The second part of this blog is a short story I wrote some time ago about a boy with Asperger’s Syndrome, inspired by a strip in Comic Strip IQ. Asperger’s Syndrome was not recognised until 1944. It was first posted on a page called Stories, which I have just recently removed as my Daily blog has become the place for most of my general writing, non fiction or otherwise. I have added it here today as I am jet lagged and not getting anywhere with any of the blog drafts I have started, and can’t think of anything new to write about. Sorry! I have started to feel a new theme and perhaps a change to the style and graphics might be in order, so there is a lot of work ahead with my blog. I might even start adding an occasional photograph, or if I had one, and could work out how to do them, an iPad drawing or two; I would really love to be able to draw caricatures, so might give them a go some time just for fun. Now that we are home from the UK, my blogs will be coming online at different times again, rather than being posted soon after midnight as they have been the last five weeks. We are very glad to be home, and looking forward to sleeping in our own bed again, and have spent our day unpacking, washing, collecting the cats and seeing our loved ones.
Forks in the road
“The thoughts ran through my mind “Why do they think I am mad, why must they send me to a home, why do I feel like this?” Sometimes I feel mad, but I know I am not. It is just that my emotions overwhelm me and I have no way of controlling my actions. There is this constant inner turmoil somehow begging me to act badly and to think angry thoughts, and I seem only to be able to do one simple thing at a time. It seems too, that I have this ‘knowing’ that it is not my fault, that it is not my mothers or fathers fault. It just is.
My parents secretly tell people I am mad. They speak in hushed voices, appearing embarrassed and confused when they speak. They say they are ashamed of me and that they wish I had not been born. I do not think I am mad even though I feel it most of the time.
I hear them whispering at night when I am supposed to be asleep. Many nights they argue, blaming themselves for my behaviour, for my ‘wrongness’. My mother cries a great deal. Mostly my father blames my mother, and yells at her constantly. He worries my brothers and sisters may become afflicted with what I have got, and often says he wants to kill himself he is so ashamed and humiliated by what he believes my mother has done to him.
They take me to the doctor a lot. He does not know what is wrong with me and does not even seem to care about me. He tells my parents to keep me in my bedroom and away from school and other children, fearful of what I might do to them.When we visit my grandparents, it seems to me my grandfather somehow knows what I feel. I know it from the way he looks at me, from the hidden softness towards me and the empathy in his eyes. He spends most of his time sitting in his chair peering out the window with his cat gently purring on his knee. He sits for hours, stroking his cat, saying nothing to anyone, appearing to be in a world of his own. Perhaps he feels what I feel?
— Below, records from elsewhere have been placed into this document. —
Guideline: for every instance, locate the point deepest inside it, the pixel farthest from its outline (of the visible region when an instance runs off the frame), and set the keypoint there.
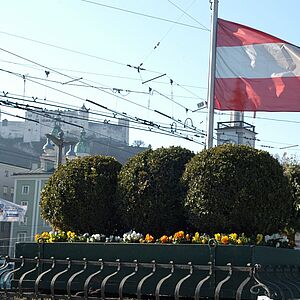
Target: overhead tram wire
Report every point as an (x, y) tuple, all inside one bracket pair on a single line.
[(157, 45), (92, 73), (58, 106), (108, 138), (72, 95), (144, 15), (256, 139), (164, 130), (190, 16)]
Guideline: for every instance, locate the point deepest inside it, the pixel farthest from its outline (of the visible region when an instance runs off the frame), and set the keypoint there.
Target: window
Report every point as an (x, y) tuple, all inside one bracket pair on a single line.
[(24, 203), (24, 223), (25, 189), (21, 236), (5, 189)]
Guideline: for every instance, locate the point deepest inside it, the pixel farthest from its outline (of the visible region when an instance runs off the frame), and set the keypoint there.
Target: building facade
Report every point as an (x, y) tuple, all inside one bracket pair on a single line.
[(31, 131), (28, 186), (7, 193)]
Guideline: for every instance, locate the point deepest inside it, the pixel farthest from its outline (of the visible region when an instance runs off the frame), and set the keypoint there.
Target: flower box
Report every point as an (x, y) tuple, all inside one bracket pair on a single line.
[(238, 256)]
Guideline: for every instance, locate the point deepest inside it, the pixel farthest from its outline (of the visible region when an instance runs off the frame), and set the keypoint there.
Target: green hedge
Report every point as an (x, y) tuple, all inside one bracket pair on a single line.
[(81, 195), (237, 189), (150, 192)]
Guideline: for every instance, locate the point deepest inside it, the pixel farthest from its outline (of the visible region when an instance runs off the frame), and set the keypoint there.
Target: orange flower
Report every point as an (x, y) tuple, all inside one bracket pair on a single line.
[(225, 239), (149, 238), (164, 239)]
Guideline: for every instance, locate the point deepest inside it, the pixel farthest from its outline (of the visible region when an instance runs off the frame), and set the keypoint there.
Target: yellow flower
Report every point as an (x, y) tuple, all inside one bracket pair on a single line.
[(179, 235), (149, 238), (233, 236), (164, 239), (218, 237), (225, 239)]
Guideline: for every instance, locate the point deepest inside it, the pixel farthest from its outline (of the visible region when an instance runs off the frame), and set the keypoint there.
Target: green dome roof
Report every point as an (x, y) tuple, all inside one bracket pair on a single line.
[(56, 130)]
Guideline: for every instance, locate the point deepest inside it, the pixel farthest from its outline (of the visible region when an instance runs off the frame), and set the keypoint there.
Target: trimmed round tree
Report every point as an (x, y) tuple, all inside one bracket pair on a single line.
[(237, 189), (292, 171), (150, 192), (81, 195)]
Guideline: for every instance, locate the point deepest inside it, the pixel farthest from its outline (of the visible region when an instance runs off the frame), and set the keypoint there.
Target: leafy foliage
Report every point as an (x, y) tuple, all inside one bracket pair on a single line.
[(81, 195), (292, 171), (150, 192), (237, 189)]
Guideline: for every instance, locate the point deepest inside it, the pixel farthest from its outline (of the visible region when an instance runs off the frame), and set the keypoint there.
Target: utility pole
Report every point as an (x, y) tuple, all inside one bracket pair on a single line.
[(60, 143), (212, 72)]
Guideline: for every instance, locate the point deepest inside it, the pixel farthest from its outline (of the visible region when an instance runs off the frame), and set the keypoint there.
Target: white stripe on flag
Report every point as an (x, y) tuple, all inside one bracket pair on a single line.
[(258, 61)]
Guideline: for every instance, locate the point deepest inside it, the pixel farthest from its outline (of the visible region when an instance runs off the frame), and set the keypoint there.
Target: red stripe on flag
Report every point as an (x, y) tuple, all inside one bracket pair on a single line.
[(233, 34), (280, 94)]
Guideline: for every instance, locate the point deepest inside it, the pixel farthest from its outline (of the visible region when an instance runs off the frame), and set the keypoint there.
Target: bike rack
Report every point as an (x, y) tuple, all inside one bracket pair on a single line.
[(36, 278)]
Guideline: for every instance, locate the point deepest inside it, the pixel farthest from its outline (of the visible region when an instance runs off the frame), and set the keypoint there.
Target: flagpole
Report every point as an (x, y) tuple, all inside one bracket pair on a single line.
[(212, 71)]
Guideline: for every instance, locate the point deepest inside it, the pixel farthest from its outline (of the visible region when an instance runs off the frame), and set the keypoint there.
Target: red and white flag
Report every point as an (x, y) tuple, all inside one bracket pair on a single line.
[(255, 71)]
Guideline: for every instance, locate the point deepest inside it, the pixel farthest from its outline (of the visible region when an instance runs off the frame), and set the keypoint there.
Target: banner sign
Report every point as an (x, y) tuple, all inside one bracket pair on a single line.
[(11, 212)]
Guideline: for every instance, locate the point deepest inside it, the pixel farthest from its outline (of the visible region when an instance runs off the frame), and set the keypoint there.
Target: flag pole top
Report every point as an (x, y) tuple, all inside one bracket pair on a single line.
[(212, 71)]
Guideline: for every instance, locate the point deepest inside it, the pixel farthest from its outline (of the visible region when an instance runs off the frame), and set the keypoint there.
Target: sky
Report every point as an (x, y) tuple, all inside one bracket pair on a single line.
[(91, 51)]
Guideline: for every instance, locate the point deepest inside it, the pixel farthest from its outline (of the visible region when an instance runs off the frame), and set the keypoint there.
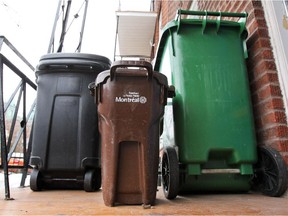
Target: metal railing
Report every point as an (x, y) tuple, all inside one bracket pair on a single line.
[(14, 136)]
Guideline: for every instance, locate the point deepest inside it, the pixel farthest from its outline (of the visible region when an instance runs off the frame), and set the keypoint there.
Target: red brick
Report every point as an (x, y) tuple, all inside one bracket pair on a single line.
[(268, 105), (278, 131), (268, 91), (264, 80), (274, 117), (262, 67)]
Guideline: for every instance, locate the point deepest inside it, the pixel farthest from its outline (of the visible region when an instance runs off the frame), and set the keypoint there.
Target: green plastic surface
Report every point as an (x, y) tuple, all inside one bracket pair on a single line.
[(212, 110)]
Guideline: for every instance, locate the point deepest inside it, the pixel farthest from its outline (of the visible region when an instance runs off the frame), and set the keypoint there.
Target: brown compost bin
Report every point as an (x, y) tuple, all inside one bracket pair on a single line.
[(131, 99)]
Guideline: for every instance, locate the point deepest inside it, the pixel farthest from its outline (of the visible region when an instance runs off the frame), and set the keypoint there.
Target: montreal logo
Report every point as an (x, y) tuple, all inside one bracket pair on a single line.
[(141, 100)]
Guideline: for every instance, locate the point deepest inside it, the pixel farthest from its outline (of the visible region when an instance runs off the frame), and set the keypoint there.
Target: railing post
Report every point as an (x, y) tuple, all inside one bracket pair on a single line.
[(3, 135)]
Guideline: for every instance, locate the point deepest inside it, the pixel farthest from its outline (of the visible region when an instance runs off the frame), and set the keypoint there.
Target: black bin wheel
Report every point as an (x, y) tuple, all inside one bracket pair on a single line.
[(170, 173), (92, 180), (35, 180), (270, 172)]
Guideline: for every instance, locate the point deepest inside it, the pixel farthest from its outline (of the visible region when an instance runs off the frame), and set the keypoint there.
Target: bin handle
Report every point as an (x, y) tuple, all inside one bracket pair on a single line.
[(242, 16), (122, 63), (210, 13)]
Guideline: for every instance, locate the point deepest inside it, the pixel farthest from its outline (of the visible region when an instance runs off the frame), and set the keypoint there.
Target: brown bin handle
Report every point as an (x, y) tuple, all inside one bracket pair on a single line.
[(121, 64)]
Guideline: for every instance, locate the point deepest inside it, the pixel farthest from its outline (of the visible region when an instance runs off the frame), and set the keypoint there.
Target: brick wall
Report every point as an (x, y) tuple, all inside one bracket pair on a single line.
[(267, 100)]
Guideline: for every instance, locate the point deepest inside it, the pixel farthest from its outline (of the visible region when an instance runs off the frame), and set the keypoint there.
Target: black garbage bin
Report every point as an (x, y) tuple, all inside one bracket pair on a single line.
[(65, 145)]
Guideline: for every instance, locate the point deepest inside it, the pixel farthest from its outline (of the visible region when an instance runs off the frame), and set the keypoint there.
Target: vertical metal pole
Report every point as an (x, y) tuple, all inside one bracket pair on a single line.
[(63, 33), (116, 36), (3, 136), (83, 26), (54, 28)]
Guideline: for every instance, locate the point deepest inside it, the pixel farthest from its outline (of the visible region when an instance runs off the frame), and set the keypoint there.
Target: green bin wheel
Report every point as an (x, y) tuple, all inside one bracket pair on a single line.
[(270, 172), (170, 173), (92, 180), (35, 180)]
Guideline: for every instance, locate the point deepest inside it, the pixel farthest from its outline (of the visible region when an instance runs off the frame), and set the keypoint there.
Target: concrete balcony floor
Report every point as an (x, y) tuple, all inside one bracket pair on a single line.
[(77, 202)]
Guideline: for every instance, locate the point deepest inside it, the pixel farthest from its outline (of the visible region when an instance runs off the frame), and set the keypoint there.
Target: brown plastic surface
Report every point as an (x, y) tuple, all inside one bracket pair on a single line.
[(130, 109)]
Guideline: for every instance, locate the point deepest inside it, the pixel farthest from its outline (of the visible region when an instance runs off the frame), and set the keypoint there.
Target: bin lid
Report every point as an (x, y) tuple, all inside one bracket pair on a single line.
[(177, 24), (104, 75), (65, 60)]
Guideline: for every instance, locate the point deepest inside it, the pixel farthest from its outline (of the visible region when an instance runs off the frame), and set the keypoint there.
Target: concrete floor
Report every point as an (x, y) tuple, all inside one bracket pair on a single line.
[(73, 202)]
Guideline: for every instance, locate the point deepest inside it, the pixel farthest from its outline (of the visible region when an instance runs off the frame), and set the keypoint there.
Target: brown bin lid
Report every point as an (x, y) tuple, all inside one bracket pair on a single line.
[(127, 68)]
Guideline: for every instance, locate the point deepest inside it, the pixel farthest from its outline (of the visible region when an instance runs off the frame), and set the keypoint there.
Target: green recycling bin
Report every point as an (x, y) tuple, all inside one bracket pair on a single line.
[(215, 144)]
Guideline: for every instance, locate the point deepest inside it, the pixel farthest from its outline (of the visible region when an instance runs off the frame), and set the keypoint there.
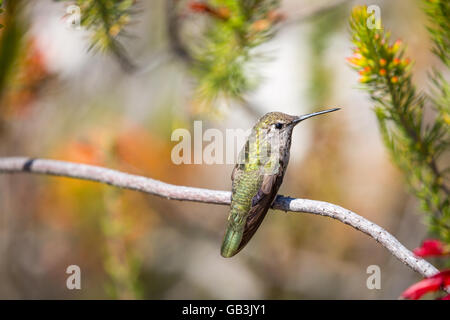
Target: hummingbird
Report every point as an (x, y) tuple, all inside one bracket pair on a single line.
[(258, 175)]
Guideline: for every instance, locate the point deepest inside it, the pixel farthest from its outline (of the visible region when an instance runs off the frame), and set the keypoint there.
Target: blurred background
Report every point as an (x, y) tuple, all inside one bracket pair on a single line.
[(63, 101)]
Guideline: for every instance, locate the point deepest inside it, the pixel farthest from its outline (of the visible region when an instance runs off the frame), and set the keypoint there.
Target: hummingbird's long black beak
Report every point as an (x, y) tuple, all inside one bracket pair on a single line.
[(309, 115)]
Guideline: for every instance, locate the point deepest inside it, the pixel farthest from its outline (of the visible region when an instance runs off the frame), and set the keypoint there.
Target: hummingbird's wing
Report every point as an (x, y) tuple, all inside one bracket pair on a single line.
[(261, 203)]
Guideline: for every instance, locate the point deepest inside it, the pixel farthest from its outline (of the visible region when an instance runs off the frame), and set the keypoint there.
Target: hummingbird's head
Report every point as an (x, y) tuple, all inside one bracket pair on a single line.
[(282, 122)]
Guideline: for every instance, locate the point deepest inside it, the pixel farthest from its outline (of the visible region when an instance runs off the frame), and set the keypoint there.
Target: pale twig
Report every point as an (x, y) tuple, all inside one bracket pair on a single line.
[(169, 191)]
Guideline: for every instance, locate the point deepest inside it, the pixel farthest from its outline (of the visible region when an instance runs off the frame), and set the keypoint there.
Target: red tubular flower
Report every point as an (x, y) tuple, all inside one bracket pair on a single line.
[(434, 283), (430, 248)]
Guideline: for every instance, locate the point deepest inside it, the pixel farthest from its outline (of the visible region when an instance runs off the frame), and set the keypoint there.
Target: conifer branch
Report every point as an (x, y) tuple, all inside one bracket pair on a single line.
[(174, 192)]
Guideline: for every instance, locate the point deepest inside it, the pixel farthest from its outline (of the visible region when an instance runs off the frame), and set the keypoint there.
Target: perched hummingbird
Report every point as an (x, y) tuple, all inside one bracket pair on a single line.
[(258, 175)]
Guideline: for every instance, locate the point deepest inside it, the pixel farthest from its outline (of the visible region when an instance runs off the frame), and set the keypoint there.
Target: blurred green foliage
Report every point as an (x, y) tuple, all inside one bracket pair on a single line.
[(106, 20), (416, 146)]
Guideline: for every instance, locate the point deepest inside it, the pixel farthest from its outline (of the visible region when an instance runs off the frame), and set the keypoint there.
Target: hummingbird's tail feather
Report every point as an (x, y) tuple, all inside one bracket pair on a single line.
[(231, 241)]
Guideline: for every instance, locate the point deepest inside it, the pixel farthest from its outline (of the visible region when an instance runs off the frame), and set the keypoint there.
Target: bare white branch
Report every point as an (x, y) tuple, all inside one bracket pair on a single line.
[(169, 191)]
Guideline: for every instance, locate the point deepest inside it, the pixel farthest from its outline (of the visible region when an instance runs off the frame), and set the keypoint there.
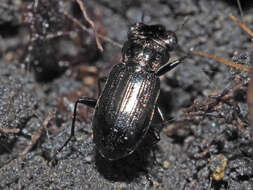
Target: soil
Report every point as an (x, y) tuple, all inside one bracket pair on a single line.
[(47, 62)]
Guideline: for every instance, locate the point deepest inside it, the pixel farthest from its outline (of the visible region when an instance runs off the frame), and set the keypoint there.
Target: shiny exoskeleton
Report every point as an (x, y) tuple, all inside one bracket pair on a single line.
[(125, 108)]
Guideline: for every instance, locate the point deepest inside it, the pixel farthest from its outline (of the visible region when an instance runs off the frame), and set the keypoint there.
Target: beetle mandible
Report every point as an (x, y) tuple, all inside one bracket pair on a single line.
[(125, 108)]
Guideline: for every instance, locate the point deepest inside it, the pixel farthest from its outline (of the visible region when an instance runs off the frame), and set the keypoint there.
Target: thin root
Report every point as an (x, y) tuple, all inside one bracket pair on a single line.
[(9, 131), (223, 60), (242, 25), (85, 15)]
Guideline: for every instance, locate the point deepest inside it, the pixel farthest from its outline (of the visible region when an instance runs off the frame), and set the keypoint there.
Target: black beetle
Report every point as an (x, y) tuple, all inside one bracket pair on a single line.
[(125, 108)]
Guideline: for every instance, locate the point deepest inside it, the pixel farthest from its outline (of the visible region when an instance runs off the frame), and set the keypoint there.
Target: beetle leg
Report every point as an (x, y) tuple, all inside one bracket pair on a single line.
[(100, 80), (154, 128), (169, 66), (91, 102)]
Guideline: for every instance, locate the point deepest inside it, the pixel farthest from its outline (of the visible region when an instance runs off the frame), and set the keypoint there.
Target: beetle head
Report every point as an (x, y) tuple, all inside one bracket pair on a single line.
[(148, 45)]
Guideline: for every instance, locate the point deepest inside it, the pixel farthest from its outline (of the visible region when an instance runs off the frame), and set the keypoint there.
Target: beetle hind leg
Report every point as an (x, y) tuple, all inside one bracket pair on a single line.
[(86, 101)]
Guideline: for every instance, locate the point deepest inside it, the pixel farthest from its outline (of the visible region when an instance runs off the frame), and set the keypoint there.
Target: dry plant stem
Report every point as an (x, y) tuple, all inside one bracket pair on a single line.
[(250, 101), (242, 25), (6, 6), (223, 60), (81, 4), (90, 31), (37, 135), (8, 131)]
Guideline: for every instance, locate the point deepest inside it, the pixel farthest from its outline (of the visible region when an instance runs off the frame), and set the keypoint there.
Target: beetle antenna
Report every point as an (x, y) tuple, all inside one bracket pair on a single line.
[(186, 19), (240, 7)]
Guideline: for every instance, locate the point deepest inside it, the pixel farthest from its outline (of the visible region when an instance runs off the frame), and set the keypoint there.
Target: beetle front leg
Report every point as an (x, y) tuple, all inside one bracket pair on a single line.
[(100, 80), (155, 128), (91, 102), (169, 66)]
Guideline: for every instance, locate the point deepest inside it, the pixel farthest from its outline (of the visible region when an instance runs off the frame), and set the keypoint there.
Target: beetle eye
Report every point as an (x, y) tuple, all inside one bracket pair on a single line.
[(148, 54), (170, 40)]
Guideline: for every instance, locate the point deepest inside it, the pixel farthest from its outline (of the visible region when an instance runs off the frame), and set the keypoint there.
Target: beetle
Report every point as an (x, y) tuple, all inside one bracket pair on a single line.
[(125, 108)]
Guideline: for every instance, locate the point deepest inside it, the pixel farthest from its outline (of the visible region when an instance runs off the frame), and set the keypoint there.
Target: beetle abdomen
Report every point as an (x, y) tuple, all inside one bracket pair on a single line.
[(124, 110)]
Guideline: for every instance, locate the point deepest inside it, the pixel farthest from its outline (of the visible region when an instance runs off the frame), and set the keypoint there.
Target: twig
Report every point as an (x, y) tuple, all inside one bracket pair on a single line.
[(242, 25), (8, 131), (90, 31), (85, 15), (223, 60)]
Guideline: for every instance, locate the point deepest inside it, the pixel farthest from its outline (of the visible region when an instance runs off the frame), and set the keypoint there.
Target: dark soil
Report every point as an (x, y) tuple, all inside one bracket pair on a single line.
[(47, 62)]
I am all alone. There is no-one to help me. I have been locked in a home, often locked in my bedroom. The nuns beat me if I speak out of turn, and they lock me away for days when I can’t control my behaviour. I am so scared and so alone I mostly want to die. I’m sure my mother must miss me, but she never comes to visit. All I get is a birthday and Christmas present, delivered to the nurses to pass on to me.
I cry a lot.
I heard two nuns tell someone else’s visitor that I was a ‘mistake’. They said my parents must have done something terribly wrong to have deserved such a punishment from God. I think of killing myself, just as my father keeps saying he wants to do, but don’t know how.
Please God take my brain or my insides out so that I might stop feeling this way.”